MixedPrecisionQuantizationConfig¶
Class to configure the quantization process of the model when quantizing in mixed-precision:
- class model_compression_toolkit.core.MixedPrecisionQuantizationConfig(compute_distance_fn=None, distance_weighting_method=MpDistanceWeighting.AVG, num_of_images=MP_DEFAULT_NUM_SAMPLES, configuration_overwrite=None, num_interest_points_factor=1.0, use_hessian_based_scores=False, norm_scores=True, refine_mp_solution=True, metric_normalization_threshold=1e10, hessian_batch_size=ACT_HESSIAN_DEFAULT_BATCH_SIZE)¶
Class with mixed precision parameters to quantize the input model.
- Parameters:
compute_distance_fn (Callable) – Function to compute a distance between two tensors.

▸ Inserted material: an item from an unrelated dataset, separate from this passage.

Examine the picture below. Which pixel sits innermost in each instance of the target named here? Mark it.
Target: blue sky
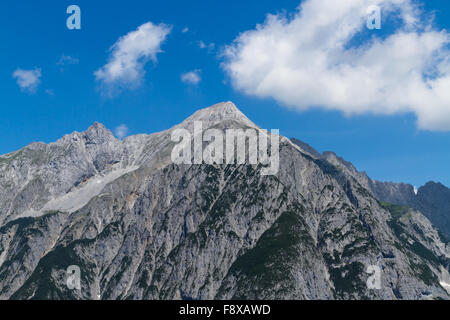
(389, 146)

If None, using pre-defined distance methods based on the layer type for each layer.
distance_weighting_method (MpDistanceWeighting) – MpDistanceWeighting enum value that provides a function to use when weighting the distances among different layers when computing the sensitivity metric.
num_of_images (int) – Number of images to use to evaluate the sensitivity of a mixed-precision model comparing to the float model.
configuration_overwrite (List[int]) – A list of integers that enables overwrite of mixed precision with a predefined one.
num_interest_points_factor (float) – A multiplication factor between zero and one (represents percentage) to reduce the number of interest points used to calculate the distance metric.
use_hessian_based_scores (bool) – Whether to use Hessian-based scores for weighted average distance metric computation.
norm_scores (bool) – Whether to normalize the returned scores for the weighted distance metric (to get values between 0 and 1).
refine_mp_solution (bool) – Whether to try to improve the final mixed-precision configuration using a greedy algorithm that searches layers to increase their bit-width, or not.
metric_normalization_threshold (float) – A threshold for checking the mixed precision distance metric values, In case of values larger than this threshold, the metric will be scaled to prevent numerical issues.
hessian_batch_size (int) – The Hessian computation batch size. used only if using mixed precision with Hessian-based objective.